Tags: Greece, Gregory Delavekouras, Yunanistan
Foreign Ministry spokesman Gregory Delavekouras issued the following response to a journalist’s question on yesterday’s announcement no. 4 from the Turkish Foreign Ministry, which refers to Resolution 1704 from the Parliamentary Assembly of the Council of Europe (PACE) regarding the Report of French parliamentarian Michel Hunault on “Freedom of religion and other human rights for non-Muslim minorities in Turkey and for the Muslim minority in Thrace (Eastern Greece)”, and which was adopted almost unanimously (18 votes against, of which 11 came from Turkish representatives to the PACE:
“Resolution 1704 of the Parliamentary Assembly of the Council of Europe and the report that is an intrinsic part of it, which were adopted nearly unanimously on 27 January 2010, concerns Greece’s Muslim minority in Thrace, and Turkey’s non-Muslim minorities. Greece respects the work of the Parliamentary Assembly of the Council of Europe, and within the framework of commitments it has already undertaken based on international agreements, Greece will bear seriously in mind Resolution 1704 and the report that accompanies it
The resolution is of particular significance as it relates to the Ecumenical Patriarchate as well as the Greek minority and its institutions in Turkey, pointing up longstanding issues that have also long been among the European Union’s demands upon Turkey in the context of the latter’s accession course.
It is also of particular importance because it sets down all of Greece’s positive measures in favor of its citizens who are members of the Muslim minority, and it is with these measures as a point of departure that the Resolution makes recommendations to Greece.
The announcement from the Turkish Foreign Ministry and the fact that the Turkish representatives to the PACE were among the few who voted against Resolution 1704 are indicative of the perceptions that continue to prevail in Turkey. It is to be noted that none of the amendments put forward was accepted. Unfortunately – despite statements of intention and political declarations – protection of minorities is still being sought in Turkey.
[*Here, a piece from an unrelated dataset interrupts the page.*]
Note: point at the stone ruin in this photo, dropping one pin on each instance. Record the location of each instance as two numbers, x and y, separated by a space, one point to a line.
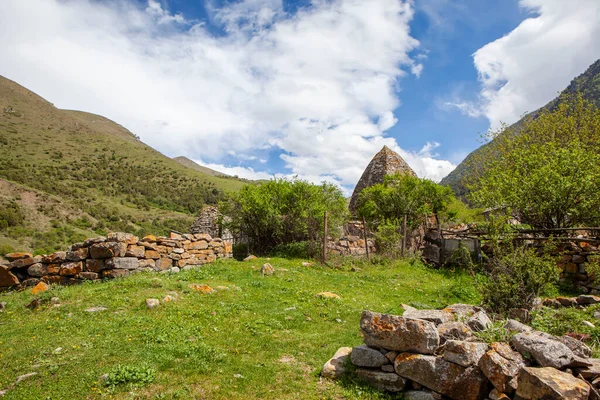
386 162
117 254
436 354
The two texts set down and confirm positions that Greece espouses and proclaims. In the 21st century, the invoking of the principle of reciprocity with regard to human rights is anachronistic. Human rights cannot be a matter for negotiation. The members of minorities are citizens of their countries, and protection of their rights is the exclusive responsibility of the state, of which they too are a part. We have stressed this obvious truth and we continue to stress it to Turkey. It is indicative that Turkey’s tendency to intervene with regard to the citizens of another country was criticized by the members of the Parliamentary Assembly of the Council of Europe.”